Amazon gründet »physikalische« Läden – vielleicht

E-CommerceMarketing

Ganz nach dem Vorbild Apples mit seinen erfolgreichen Apple-Stores öffne Amazon nun seine eigenen Läden, um seine Produkte wie das Amazon Kindle in der (Nicht-Online)-Realität demonstrieren und verkaufen zu können.

Amazon ist in der Internet-Welt längst das, was in der realen Welt Kaufhäuser wie Kaufhof und Karstadt in Deutschland oder Dixons in England waren. Nun dreht der Internet-Multi offenbar den Spieß um und will auch die »reale« Einkaufswelt erobern.

Reuters berichtet, der Internet-Riese würde seine »Zehen in die physikalische Welt« setzen. Die direkte Interaktion mit den Shoppern könne Amazon sogar helfen,  schreibt Reuters-Autor Alistair Barr.

Mit realen Shops habe der Online-Versender schon seit Übernahme des Onlinehändlers Quidsi Erfahrung – dieser habe in New York einen Parfümladen betrieben. Amazon wolle nun in den kommenden Monaten in seiner Heimatstadt Seattle einen Laden zur Präsentation seiner Waren gründen, berichtete nun auch das Blog »Good-E-Reader«. Man habe tatsächlich aus unternehmensnahen Kreisen von der geplanten Öffnung eines solchen Amazon-Shops gehört.

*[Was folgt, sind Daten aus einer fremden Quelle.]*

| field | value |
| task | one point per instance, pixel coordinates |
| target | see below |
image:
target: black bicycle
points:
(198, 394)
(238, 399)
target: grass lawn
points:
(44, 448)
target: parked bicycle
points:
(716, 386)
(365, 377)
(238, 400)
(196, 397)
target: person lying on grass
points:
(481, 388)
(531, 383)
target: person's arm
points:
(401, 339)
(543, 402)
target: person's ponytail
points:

Und schon auf einer Investorenkonferenz Ende vergangenen Jahres sei darüber gesprochen worden, dass Amazon einen eigenen Retail-Shop eröffnen wolle, erinnert sich Reuters. Nun habe auch noch Finanzanalyst Jim Friedland von Cowen&Co in einer Mitteilung an seine Kunden geschrieben, dass ein Amazon-Outlet testen könne, ob sich Geräte auf diese Weise schneller verkaufen und damit einen schnelleren Return on Investment herbeiführen könnten.

Das sei nicht möglich, zitiert Reuters weitere Analysten, die anderer Meinung sind – auch ein Gemüseladen in Seattle, den Amazon vor fünf Jahren übernommen und zu »Amazon Fresh« umbennnt hatte, bringe noch immer keine attraktiven Erträge ein.